Well, we don’t know. We went down to, well… you know. He was nowhere to be seen. You’re lucky you slept through the whole thing, George, it was bloody hard work. Now, there was something else.”

“You called the police, I’m assuming?” Leah said.

“Obviously. We’d actually already called them in to try and figure out where the hell Robert even came from, and I think they’d come up with an answer, actually, but now apparently where he is now is slightly more important. That’s especially true considering he’s obviously really sick and confused. We never even got a chance to tell him which ruddy town he was in. I’ve got to go now, I’m on duty.”

“Wait—“

“George, I’ve told you everything I know. If you want an explanation, I haven’t got one for you. Now, I’ve got a splitting headache and I got no sleep last night, so please let me go and get on with my work. I wasn’t lucky enough to pass out as quickly as you, but maybe that was a good thing. I can’t imagine the nightmares this kind of stuff throws at you.”

“You have no idea.”

George looked at Leah, who paused before taking hold of his hand and squeezing it.

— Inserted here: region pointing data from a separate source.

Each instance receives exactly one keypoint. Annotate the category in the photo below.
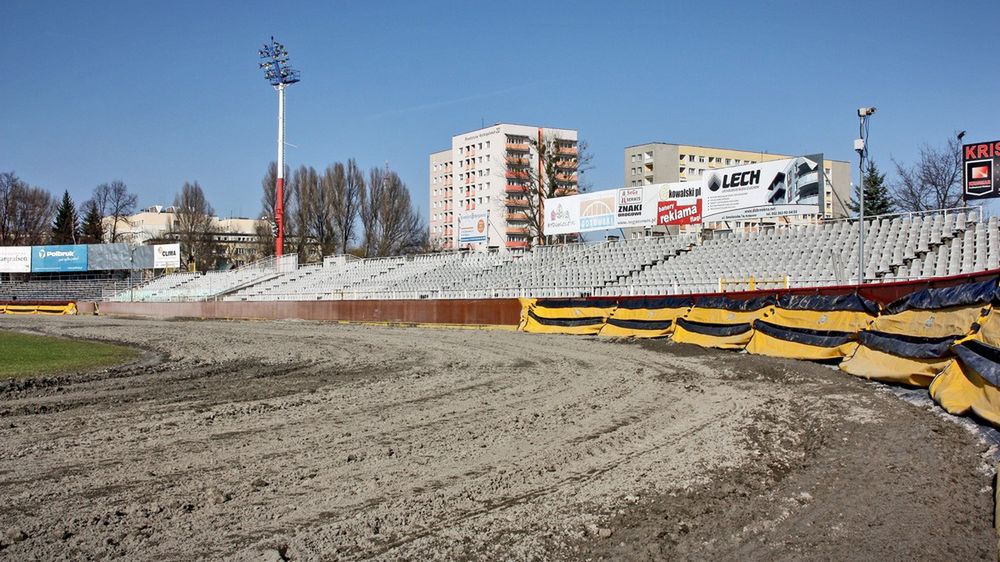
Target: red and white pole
(279, 192)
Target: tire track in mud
(329, 441)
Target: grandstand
(897, 248)
(65, 288)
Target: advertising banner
(166, 255)
(597, 211)
(472, 227)
(45, 259)
(678, 203)
(769, 189)
(562, 215)
(634, 208)
(15, 259)
(980, 170)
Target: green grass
(25, 355)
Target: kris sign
(58, 258)
(980, 168)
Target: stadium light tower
(274, 62)
(861, 147)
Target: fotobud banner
(780, 188)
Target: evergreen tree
(877, 200)
(92, 229)
(65, 229)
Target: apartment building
(485, 177)
(238, 239)
(659, 162)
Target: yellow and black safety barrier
(45, 309)
(947, 339)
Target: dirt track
(303, 441)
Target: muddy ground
(306, 441)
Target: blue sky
(157, 94)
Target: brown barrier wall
(505, 312)
(470, 312)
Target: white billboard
(770, 189)
(15, 259)
(473, 227)
(779, 188)
(166, 255)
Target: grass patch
(25, 355)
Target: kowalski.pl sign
(980, 170)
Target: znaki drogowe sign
(48, 259)
(980, 168)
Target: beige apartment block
(489, 170)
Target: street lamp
(861, 147)
(274, 62)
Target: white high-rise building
(484, 177)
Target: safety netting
(722, 322)
(647, 317)
(970, 384)
(565, 316)
(813, 327)
(911, 342)
(43, 309)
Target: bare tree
(305, 196)
(934, 182)
(194, 227)
(115, 202)
(371, 200)
(346, 202)
(26, 212)
(392, 225)
(323, 222)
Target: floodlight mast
(274, 63)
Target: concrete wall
(504, 312)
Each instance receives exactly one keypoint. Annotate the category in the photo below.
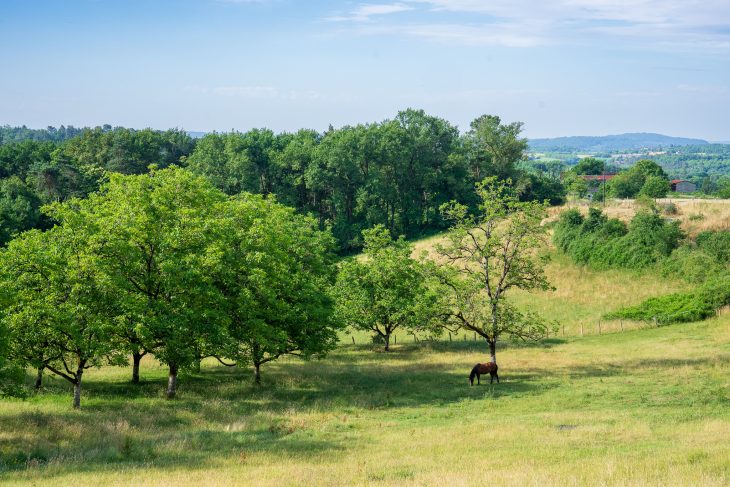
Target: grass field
(649, 406)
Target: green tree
(590, 166)
(655, 187)
(488, 253)
(494, 148)
(275, 273)
(56, 289)
(151, 234)
(19, 208)
(387, 290)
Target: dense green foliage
(33, 173)
(51, 134)
(609, 243)
(681, 307)
(396, 173)
(386, 291)
(488, 253)
(164, 263)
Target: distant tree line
(50, 134)
(395, 173)
(163, 263)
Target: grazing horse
(480, 369)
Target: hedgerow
(680, 307)
(604, 243)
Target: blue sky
(563, 67)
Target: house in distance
(683, 186)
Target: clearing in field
(649, 406)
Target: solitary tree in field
(276, 268)
(60, 306)
(387, 290)
(488, 253)
(151, 236)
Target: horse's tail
(474, 372)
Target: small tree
(387, 290)
(655, 187)
(151, 236)
(486, 255)
(275, 273)
(59, 297)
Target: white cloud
(529, 23)
(247, 91)
(364, 12)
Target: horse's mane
(474, 371)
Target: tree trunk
(172, 382)
(39, 378)
(136, 358)
(77, 389)
(257, 374)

She hung up without even saying goodbye.

“Well,” George said, turning to Leah and wincing. “Now you know.”

Leah shook her head in disbelief and turned to leave, shutting the door behind her.

“No, I bloody don’t!” she called from the landing.

George yawned and rubbed his eyes. Suddenly, his eyelids felt heavy, and even though he’d only been awake for about half an hour, all the energy seemed utterly drained from his muscles again. The whirlwind of information in his head made the prospect of giving in to nightmares even more terrifying than usual, but for once, he was struggling to care.

“Screw this,” he muttered to himself. “I’m going back to bed.”

It was a sentence he wasn’t used to hearing.

Silence swallowed him again almost as soon as his head hit the pillow, and the bedroom went black. For ten blissful seconds before the darkness started pricking itself with red sparks, George’s world was quiet.